The first time I witnessed traditional Japanese music in the flesh was in a pyramid-shaped shopping mall in Aomori when I was sixteen. It was during a two-week long trip with my grandparents through Northern Japan, the first trip where it was just the three of us.
In this strange mall/visitor’s center that we stopped by, I found a bespectacled man in his fifties, his hair in grey spikes, sitting on a folding chair in front of a row of red, glowing goldfish lanterns, with a shamisen on his lap. Within a minute he shut his eyes and tucked in his lips, and began to play.
I joined the small crowd sitting in front of him, soon to become transfixed. I completely forgot about my grandparents, whom I had abandoned at that point, and gaped at the storm of sounds that he plucked, snapped, and strummed out of this one instrument. My amazement may be comparable to what people felt when Technicolor first came out. And so this random old man made me fall in love with the Tsugaru shamisen.

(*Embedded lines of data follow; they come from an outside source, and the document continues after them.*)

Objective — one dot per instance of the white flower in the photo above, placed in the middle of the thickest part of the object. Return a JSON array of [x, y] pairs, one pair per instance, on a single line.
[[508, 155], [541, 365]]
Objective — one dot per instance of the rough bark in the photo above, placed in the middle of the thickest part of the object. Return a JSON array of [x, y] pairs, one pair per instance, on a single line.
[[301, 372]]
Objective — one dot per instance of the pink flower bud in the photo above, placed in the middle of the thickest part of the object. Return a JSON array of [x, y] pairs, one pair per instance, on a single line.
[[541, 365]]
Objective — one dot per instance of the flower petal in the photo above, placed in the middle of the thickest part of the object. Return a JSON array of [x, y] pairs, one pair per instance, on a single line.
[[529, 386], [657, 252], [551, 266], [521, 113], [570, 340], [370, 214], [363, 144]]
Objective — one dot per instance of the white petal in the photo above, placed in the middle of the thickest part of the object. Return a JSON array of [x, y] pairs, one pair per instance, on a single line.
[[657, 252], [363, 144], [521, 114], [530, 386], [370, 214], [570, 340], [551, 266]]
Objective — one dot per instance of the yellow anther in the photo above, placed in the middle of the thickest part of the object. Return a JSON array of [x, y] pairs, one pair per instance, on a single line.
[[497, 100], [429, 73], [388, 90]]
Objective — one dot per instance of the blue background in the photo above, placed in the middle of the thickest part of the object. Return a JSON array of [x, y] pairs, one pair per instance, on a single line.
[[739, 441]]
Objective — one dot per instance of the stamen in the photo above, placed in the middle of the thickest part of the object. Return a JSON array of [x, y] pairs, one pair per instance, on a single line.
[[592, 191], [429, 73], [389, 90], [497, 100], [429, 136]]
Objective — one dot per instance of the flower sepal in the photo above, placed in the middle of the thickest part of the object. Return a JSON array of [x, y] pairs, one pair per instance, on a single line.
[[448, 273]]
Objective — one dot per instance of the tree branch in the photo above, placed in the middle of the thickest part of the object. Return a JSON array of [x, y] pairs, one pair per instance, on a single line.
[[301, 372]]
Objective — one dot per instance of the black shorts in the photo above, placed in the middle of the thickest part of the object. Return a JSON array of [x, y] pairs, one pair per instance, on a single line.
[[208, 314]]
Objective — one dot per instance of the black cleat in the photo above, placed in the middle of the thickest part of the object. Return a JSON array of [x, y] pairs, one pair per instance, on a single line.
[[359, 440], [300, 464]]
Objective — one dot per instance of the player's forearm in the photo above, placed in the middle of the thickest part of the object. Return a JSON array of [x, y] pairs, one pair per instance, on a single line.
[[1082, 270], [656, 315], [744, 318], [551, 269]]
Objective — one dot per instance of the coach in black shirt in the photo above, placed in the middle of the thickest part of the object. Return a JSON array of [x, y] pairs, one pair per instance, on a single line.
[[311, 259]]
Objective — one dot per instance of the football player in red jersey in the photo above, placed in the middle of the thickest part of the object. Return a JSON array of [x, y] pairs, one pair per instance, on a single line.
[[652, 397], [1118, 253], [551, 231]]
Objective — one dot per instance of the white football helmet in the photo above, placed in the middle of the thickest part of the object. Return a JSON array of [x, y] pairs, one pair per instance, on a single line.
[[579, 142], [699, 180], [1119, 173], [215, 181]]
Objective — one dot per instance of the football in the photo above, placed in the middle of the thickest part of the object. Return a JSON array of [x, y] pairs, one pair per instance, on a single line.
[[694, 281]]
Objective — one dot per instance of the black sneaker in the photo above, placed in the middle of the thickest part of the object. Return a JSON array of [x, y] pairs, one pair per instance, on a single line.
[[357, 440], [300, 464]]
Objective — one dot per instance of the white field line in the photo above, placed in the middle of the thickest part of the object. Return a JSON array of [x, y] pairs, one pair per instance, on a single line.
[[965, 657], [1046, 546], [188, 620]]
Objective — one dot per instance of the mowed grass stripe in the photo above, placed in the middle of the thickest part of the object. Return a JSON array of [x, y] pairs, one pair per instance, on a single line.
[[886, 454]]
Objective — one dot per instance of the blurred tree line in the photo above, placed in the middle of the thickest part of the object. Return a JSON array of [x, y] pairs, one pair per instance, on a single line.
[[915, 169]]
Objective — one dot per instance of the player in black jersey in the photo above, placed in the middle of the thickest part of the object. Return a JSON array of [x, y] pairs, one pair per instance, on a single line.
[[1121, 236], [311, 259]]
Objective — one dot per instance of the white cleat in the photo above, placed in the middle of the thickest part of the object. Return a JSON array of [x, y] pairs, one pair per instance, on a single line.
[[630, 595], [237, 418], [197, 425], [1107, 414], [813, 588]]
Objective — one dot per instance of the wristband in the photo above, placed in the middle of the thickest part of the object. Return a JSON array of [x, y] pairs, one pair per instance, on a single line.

Generically speaking, the shamisen is one of the better known Japanese traditional instruments, aside from the koto or the shakuhachi. People often see it played in some sort of ensemble with the koto, shakuhachi, and maybe a taiko drum or two. You
sometimes have a group of shamisen players with drummers and flutists, who perform nagauta, a style of music, often accompanying narration, that originated with kabuki theater.
But it is more often than not played solo–even here you find a lot of variation.
A little about the shamisen family in Japan—the mainland shamisen has an uncle in Okinawa, called a sanshin (三線). It has a smaller, rounded body and slender neck, characterized by it’s warm, twangy sound. Think “tropical banjo.”
The sanshin has a number of nephews on the mainland. One oddball, which originates in Kyushu in southern Japan, is called the gottan—it’s basically a naked shamisen, consisting only of wood and the usual three strings.
The rest of the mainland shamisen are pretty similar, all having a square face and longer neck, played with a fan-shaped pick, or bachi. The relative thickness of the neck varies between thick, narrow, and in-between, depending on which type of music you are playing.
The Tsugaru shamisen, named after its home of Tsugaru (present-day Aomori), is one of these thicker versions. The sound is earthy and sinewy, unlike the more liquid, ethereal tones of its shamisen siblings.
It sounds as if someone decided to twist air molecules into strings and pound on them with a paddle. It’s reminiscent of moist dirt, dusty sunshine, grassy fields, and the midday ocean all at once, to the point that I can feel the scene like a film on my skin.
This earthiness/physicality also bleeds into the style. In a word, it’s violent—not what you generally expect with Japanese traditional music. When I watched this guy in Aomori play, I couldn’t close my eyes and relax for fear that at some point he would break all three strings or punch a hole in the shamisen (and I didn’t want to miss that moment).
While the left hand skates, leaps, and tap dances along the bridge, the right hand dexterously plucks and slaps both the strings and the surface of the shamisen with the bachi. Yet some of them do it with such force that you wonder if they have a score to settle with the shamisen. It’s as much a performative art as it is a listening art.
I may also like the Tsugaru style, because it’s a lot like jazz. It sounds nothing like jazz—but it’s also a product of improvisation within a set of conventions. The players have no sheet music, but riff off these conventions to make the piece their own. Thus the same “song” will follow the same procedures, the same start and finish, but allows a very flexible middle section, where the players have free rein to do whatever they want as long as they want. It thus changes from person to person, like oral tradition, in the process accruing a human quality itself.